El ciudadano se encuentra indeciso entre la visión comercial que se le ofrece del mundo, que no se corresponde con la que tiene que vivir, pero se agarra a las creencias. Las creencias son falsas visiones de la realidad que tratan de imponerse aprovechando el sentimentalismo natural del ser humano, al extremo de dominar la razón. Por otra parte, está la contrapropaganda, que no es sino publicidad comercial del que aspira a vender una mercancía ideológica fuera de los cauces oficiales, y que despliega argumentos para desgastar al contrario buscando convencer a las masas para que compren sus productos. Tal publicidad -pues de eso es de lo que se trata- en esos términos le ilustra interesadamente, pero contribuye a corroborar su pensamiento intuitivo, al final ya dispone de la necesaria capacidad como para superar levemente el efecto de la propaganda. Si en el primer supuesto la voluntad popular está condicionada por el peso de la propaganda oficial, por lo que esta no responde a los intereses generales, al estar dirigida desde el grupo de poder que defiende intereses particulares; en el segundo, sucede lo mismo, no se trata más que de aprovechar la percepción de la realidad por parte de los individuos, temporalmente liberada de influencias oficiales, para conducirla del lado de otros intereses en la lucha por el poder.

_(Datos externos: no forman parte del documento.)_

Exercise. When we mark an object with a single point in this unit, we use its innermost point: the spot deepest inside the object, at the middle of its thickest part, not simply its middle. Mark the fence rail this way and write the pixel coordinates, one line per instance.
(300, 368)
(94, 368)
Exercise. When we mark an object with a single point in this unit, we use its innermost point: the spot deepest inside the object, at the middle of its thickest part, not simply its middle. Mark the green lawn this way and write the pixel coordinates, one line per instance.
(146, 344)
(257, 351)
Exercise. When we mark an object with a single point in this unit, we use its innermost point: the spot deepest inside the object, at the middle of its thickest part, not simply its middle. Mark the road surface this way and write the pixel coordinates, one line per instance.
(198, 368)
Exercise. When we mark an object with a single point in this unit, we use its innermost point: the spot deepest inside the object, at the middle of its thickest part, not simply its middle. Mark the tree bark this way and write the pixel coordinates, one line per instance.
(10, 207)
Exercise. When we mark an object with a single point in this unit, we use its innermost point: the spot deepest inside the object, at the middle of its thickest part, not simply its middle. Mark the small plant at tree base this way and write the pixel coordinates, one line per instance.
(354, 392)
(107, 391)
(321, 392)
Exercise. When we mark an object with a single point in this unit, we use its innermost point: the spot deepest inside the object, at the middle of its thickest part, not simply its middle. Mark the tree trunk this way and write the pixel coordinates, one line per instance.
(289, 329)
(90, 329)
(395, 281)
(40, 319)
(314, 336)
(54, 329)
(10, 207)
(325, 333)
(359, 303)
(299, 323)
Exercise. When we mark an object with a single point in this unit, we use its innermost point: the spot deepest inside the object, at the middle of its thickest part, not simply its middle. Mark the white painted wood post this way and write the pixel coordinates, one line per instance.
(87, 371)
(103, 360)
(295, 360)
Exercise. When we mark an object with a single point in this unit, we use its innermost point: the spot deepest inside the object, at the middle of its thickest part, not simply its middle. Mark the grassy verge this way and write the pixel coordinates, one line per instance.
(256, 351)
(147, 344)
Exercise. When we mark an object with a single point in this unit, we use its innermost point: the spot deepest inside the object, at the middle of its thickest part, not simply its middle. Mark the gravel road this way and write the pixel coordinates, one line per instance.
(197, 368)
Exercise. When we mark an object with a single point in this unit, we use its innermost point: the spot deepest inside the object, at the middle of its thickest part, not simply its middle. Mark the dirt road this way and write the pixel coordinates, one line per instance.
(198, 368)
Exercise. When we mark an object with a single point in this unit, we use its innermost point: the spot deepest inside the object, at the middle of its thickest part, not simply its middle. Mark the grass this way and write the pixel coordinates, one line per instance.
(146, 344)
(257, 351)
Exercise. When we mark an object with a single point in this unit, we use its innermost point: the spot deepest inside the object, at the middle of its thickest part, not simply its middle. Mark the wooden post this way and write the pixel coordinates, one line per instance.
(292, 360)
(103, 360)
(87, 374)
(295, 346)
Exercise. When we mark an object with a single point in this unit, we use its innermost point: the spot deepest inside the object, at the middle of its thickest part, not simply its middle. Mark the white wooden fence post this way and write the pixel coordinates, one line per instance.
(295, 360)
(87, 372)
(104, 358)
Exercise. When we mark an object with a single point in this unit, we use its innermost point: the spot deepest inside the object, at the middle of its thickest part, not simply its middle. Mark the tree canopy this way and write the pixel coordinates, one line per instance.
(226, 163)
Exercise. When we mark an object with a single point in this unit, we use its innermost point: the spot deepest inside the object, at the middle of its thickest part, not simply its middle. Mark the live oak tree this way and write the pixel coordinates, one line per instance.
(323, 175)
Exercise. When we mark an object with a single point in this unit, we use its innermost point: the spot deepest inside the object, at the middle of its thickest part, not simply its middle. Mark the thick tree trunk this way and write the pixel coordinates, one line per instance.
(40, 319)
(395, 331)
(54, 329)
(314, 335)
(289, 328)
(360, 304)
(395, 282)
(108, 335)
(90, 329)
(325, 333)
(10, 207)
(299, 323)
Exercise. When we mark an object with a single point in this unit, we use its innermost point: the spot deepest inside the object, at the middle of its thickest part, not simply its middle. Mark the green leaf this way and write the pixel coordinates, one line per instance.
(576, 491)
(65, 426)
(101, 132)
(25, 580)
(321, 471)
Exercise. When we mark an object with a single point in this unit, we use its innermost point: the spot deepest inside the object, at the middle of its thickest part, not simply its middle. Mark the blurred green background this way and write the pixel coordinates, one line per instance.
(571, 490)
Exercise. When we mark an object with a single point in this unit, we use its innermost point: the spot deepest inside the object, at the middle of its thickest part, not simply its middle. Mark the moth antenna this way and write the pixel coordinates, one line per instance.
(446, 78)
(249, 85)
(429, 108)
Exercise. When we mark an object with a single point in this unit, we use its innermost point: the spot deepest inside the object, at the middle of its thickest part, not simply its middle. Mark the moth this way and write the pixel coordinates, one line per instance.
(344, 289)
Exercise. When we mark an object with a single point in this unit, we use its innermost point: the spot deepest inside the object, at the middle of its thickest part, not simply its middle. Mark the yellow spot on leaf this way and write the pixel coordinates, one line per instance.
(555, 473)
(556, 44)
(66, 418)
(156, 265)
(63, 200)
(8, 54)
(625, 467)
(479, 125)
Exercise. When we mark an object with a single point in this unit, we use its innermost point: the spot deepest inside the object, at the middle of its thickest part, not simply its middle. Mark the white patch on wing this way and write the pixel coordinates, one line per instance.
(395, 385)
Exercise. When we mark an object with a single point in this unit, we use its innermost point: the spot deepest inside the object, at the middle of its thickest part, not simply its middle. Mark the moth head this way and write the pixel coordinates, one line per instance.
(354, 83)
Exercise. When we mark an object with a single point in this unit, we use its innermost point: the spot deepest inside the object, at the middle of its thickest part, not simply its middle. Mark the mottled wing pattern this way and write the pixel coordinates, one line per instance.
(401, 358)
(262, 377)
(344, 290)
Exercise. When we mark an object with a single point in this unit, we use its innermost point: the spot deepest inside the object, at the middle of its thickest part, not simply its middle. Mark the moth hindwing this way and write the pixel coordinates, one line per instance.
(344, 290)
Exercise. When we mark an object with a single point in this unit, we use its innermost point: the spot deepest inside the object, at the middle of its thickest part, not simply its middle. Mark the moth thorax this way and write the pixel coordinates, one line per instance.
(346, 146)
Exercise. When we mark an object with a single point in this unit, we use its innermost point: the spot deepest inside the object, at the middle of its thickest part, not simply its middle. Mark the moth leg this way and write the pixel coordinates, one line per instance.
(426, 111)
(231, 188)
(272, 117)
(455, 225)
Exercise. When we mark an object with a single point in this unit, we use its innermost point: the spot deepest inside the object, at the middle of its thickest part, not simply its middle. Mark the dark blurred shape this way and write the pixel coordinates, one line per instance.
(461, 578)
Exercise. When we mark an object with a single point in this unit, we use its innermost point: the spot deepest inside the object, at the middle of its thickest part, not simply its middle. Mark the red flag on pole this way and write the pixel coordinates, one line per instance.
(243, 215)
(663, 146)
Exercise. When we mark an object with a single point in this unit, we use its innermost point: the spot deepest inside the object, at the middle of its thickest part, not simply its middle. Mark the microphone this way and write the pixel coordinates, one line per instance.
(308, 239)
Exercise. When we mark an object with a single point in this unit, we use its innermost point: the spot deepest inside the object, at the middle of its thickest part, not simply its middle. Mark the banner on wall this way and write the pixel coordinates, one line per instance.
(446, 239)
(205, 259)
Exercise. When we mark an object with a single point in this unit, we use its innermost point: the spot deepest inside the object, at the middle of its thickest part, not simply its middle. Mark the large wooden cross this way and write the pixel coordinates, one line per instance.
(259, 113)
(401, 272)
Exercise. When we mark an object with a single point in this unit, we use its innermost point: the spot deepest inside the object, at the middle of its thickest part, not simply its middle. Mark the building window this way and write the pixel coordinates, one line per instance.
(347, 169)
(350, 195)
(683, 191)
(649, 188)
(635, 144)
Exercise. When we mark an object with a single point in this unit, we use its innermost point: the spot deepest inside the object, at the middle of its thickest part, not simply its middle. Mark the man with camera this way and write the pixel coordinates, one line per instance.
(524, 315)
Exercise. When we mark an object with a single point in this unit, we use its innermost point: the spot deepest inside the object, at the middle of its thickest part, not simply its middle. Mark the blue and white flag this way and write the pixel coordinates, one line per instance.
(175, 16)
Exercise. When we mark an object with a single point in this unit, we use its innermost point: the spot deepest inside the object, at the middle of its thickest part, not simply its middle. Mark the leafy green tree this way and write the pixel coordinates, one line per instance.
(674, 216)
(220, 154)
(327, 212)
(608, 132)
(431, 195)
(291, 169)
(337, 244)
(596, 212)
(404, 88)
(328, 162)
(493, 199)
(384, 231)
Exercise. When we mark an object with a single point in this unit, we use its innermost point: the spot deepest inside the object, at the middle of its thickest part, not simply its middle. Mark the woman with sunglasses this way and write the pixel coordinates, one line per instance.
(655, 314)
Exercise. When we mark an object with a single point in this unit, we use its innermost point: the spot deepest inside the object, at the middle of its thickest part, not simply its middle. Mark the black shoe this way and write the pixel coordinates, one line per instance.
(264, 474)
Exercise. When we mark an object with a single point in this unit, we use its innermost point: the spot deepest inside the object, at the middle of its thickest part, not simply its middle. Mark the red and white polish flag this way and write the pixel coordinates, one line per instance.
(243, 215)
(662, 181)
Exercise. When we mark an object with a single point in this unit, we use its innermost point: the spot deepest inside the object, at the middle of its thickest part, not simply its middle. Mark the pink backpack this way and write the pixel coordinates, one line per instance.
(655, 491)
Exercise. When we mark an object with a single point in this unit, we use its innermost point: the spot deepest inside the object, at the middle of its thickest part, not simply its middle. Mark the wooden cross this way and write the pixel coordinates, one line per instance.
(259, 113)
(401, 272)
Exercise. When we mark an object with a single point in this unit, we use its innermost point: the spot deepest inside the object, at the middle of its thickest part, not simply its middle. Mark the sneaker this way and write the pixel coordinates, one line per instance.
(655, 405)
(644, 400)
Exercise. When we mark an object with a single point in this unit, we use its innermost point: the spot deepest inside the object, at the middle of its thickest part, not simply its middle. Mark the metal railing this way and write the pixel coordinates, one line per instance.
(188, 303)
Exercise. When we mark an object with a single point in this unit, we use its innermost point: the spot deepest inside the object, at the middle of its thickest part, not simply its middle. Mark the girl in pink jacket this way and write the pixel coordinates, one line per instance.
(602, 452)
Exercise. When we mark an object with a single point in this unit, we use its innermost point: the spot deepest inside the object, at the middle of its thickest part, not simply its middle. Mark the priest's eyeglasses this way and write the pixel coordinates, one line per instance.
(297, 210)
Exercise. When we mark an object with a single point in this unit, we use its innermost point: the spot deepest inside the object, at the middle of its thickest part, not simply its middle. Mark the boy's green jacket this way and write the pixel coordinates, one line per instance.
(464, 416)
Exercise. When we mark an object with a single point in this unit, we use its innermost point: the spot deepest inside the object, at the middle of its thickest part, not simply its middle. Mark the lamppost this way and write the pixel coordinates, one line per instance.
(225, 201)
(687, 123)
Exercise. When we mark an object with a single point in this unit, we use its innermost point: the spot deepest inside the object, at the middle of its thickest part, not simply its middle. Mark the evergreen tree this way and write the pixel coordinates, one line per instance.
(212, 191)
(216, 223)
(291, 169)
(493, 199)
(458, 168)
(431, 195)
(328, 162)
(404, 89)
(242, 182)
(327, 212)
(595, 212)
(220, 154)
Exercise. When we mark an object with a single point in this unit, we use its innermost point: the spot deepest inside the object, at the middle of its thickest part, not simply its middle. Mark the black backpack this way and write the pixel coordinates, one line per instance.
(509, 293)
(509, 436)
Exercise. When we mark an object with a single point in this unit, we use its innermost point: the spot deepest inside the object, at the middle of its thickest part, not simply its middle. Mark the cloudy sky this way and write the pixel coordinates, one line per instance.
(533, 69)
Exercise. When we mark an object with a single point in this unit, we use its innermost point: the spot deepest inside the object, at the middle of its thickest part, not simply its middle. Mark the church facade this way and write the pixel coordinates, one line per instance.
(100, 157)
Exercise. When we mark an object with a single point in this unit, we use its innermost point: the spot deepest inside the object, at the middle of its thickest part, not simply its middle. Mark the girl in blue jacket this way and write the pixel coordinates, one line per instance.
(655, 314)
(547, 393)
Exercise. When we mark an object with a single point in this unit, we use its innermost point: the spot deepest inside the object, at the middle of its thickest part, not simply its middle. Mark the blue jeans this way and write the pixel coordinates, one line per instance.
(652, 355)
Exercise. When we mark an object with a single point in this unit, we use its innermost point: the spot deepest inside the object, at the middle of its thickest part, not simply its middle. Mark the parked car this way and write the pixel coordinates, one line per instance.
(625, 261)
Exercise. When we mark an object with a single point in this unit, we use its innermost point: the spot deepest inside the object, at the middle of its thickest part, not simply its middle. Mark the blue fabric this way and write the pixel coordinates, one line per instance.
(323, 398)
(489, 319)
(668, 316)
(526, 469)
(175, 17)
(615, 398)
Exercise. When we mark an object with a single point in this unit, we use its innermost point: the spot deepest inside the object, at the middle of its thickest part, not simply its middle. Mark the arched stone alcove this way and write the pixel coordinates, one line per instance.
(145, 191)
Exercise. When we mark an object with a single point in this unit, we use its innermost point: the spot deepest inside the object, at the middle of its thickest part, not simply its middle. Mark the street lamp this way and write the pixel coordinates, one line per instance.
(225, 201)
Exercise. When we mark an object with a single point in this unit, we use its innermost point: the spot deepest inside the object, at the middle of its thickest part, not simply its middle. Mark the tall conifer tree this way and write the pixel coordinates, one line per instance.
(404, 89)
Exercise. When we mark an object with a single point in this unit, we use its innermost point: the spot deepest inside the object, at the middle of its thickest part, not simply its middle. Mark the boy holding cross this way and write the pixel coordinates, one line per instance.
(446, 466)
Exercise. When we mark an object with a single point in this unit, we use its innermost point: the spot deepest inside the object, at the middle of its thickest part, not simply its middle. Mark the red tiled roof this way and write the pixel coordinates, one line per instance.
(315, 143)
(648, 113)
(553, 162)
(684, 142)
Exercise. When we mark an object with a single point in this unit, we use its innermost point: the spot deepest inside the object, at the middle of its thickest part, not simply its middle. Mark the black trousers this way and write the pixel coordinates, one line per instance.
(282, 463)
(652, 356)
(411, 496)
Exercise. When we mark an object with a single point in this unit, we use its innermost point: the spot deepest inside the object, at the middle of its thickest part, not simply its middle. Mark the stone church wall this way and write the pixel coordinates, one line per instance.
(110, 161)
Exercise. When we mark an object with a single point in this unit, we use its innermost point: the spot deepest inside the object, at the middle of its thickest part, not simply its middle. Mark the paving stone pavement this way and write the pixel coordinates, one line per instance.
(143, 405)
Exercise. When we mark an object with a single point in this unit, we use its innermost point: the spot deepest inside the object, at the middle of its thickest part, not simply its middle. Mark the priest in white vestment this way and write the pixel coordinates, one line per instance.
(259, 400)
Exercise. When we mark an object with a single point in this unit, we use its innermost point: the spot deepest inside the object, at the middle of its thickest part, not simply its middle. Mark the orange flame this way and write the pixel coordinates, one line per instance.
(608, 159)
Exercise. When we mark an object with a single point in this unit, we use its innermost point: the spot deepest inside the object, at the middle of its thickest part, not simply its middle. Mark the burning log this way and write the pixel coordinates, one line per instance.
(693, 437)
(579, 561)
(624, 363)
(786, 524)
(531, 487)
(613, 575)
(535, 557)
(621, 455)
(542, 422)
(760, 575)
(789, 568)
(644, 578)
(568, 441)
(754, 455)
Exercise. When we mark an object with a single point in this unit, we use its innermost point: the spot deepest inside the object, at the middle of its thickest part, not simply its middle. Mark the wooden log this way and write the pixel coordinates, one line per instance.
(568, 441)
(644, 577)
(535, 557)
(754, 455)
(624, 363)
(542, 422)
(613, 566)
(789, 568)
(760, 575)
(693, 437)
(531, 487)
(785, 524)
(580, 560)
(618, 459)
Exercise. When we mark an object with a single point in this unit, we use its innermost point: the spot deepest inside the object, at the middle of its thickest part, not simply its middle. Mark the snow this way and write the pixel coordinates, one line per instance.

Dado que que la voluntad general rousseauniana está siempre manipulada, no cabe hablar de voluntad popular y menos aún de soberanía popular. Como quiera que el pueblo vota pero no gobierna, sus determinaciones en el marco de la democracia representativa, se pueden adaptar a los intereses de quien ejerce el poder o del que simplemente lo usa. Sin romper con la seguridad jurídico-política basta con tratar de razonar la norma, conforme a los intereses afectados. Es decir, siempre hay opciones para hacer que el resultado imprevisible pase a ser previsible. Por ejemplo, si una primera consulta no resulta conforme a lo previsto, se espera un tiempo razonable, se adorna de elementos accidentales y se vuelve a convocar otra o cuantas sean necesarias, hasta que se llegue al resultado apetecido por el poder -lo que es típico de repúblicas bananeras-. En las sociedades jurídicamente avanzadas, simplemente se juega a ejercer la voluntad del poder a través de su modelo de Derecho, en el que siempre encontrará resquicios usando de las funciones asignadas a la teórica división de poderes -ejecutivo, legislativo y judicial- para llegar al mismo fin.
Los casos citados, espejismos ofertados como ejemplos, tratan de poner de manifiesto que la voluntad popular se ha impuesto sobre lo que ordenaba la propaganda oficial. Sin embargo no se aprecian argumentos que permitan asegurar que estamos ante cisnes negros y no ante cisnes blancos, simplemente teñidos de negro para la ocasión. Puede ser que el tiempo termine por desvelar el enigma, por lo que sólo cabe esperar, aunque será indiferente el resultado, porque el capitalismo, se trate de cisnes blancos o cisnes negros, seguirá gobernando.